RedPajama-Data
RedPajama-Data copied to clipboard
fix clean copyright
I think there are 2 main problems in current clean_copyright_comments
function https://github.com/togethercomputer/RedPajama-Data/blob/567ac9a0927c6dd3a2bf7e880de191239acfc308/data_prep/github/github_clean_dedup_local.py#L27.
First, It cannot remove the copyright successfully in the following C-style code because of the early return in https://github.com/togethercomputer/RedPajama-Data/blob/567ac9a0927c6dd3a2bf7e880de191239acfc308/data_prep/github/github_clean_dedup_local.py#L37
// Copyright
int main() {
return 0;
/* comment */
}
Second, I find that, when the file is large, the regex sometimes costs much time in my experiment, I think we only need to find the copyright in the first 100 lines.
Hi @hust-nj ! Thanks for bringing this to our attention!

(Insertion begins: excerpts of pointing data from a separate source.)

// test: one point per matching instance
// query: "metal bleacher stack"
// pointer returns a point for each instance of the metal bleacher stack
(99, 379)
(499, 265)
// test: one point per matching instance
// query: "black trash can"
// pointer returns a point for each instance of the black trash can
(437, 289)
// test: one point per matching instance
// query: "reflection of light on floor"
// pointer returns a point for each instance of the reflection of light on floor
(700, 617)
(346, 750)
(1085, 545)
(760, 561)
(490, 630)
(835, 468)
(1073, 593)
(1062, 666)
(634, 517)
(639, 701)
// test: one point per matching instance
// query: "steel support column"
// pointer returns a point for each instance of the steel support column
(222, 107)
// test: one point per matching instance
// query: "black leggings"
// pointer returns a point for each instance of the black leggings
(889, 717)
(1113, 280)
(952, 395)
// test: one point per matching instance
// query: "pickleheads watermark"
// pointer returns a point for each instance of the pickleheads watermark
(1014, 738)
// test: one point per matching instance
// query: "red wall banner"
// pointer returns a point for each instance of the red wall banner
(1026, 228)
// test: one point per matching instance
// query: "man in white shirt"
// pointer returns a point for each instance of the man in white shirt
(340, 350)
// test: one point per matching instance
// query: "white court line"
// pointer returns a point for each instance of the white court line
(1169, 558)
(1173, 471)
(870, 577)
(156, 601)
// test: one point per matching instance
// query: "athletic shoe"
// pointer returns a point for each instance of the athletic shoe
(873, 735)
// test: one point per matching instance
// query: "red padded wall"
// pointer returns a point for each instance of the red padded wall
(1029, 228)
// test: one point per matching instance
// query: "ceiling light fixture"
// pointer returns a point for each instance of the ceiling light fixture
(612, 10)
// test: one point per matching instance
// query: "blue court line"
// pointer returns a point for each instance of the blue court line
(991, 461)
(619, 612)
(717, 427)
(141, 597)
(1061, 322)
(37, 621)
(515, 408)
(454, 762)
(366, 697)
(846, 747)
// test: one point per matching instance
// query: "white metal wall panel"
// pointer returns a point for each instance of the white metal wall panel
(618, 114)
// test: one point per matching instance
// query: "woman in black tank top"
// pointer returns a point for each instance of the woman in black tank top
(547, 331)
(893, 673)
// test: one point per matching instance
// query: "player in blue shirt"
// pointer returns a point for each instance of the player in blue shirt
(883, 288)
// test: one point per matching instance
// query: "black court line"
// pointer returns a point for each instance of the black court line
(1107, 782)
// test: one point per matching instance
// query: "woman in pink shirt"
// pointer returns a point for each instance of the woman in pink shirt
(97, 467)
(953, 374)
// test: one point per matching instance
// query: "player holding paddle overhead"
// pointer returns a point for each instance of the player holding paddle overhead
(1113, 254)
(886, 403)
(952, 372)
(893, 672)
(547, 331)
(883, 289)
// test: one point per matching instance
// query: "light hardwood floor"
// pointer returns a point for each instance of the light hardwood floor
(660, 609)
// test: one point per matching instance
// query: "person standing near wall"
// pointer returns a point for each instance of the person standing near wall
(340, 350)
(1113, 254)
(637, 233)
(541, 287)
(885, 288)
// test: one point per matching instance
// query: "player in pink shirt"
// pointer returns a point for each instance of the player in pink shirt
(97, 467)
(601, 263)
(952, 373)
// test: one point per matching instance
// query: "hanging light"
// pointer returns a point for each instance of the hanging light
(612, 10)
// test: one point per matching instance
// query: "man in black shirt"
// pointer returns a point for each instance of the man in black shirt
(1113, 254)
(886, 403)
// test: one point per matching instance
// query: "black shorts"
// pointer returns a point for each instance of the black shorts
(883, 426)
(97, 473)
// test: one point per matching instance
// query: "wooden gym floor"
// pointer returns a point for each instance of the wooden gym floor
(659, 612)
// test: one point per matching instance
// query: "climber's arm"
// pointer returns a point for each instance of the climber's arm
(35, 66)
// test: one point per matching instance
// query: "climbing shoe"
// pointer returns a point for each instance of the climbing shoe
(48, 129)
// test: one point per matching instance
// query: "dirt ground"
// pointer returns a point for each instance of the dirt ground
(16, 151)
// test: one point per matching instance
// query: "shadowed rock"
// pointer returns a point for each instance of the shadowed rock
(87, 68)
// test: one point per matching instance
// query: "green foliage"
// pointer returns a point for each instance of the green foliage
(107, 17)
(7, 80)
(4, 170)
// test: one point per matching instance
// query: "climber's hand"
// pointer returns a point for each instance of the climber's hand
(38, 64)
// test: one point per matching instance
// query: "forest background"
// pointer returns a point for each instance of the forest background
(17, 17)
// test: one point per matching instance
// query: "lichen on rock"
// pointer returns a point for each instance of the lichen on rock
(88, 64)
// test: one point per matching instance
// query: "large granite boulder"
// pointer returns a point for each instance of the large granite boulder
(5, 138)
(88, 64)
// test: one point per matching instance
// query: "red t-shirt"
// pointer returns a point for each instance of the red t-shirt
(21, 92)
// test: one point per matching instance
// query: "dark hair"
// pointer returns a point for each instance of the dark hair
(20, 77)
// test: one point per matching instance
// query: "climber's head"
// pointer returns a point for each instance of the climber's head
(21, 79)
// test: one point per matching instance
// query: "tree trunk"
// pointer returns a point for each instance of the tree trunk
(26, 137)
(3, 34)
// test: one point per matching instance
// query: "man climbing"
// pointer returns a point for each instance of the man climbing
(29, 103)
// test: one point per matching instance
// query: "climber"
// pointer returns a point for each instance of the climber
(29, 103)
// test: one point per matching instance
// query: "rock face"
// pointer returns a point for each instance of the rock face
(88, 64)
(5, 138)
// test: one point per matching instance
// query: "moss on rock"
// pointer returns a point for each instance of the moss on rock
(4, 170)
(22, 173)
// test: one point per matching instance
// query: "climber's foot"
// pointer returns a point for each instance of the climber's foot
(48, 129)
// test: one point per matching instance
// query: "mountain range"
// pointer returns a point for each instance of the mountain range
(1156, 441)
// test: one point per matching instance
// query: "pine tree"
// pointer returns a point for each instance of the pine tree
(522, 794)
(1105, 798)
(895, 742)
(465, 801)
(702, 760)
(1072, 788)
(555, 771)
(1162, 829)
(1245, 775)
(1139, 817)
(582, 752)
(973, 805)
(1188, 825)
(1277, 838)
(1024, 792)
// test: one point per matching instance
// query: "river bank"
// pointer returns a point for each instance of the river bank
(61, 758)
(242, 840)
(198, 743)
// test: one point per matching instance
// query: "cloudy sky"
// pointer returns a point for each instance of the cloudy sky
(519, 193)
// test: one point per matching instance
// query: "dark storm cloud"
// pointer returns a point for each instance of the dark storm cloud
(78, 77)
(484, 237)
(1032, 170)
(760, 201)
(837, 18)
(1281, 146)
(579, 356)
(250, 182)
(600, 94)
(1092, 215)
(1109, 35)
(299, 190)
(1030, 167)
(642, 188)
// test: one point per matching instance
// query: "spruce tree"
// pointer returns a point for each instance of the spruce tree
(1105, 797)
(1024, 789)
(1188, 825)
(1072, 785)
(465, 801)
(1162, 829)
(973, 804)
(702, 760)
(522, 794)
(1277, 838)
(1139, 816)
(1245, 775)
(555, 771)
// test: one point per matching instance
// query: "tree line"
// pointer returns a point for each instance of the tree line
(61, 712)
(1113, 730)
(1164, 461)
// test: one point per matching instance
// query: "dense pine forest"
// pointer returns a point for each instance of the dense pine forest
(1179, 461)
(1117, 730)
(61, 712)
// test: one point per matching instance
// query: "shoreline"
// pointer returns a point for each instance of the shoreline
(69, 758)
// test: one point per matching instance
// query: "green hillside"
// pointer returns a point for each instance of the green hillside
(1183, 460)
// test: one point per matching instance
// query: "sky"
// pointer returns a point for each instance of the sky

I will review your PR asap.
Hi @hust-nj , I had a look at your PR. Here's some feedback:
- I would prefer not to limit the search for copyright to the first 100 lines; based on what are you proposing 100 lines?
- Your current implementation also gets rid of comments in the beginning of any file, which we would like to keep. For example, this:
// A comment
int main() {
return 0;
/* comment */
}
yields
int main() {
return 0;
/* comment */
}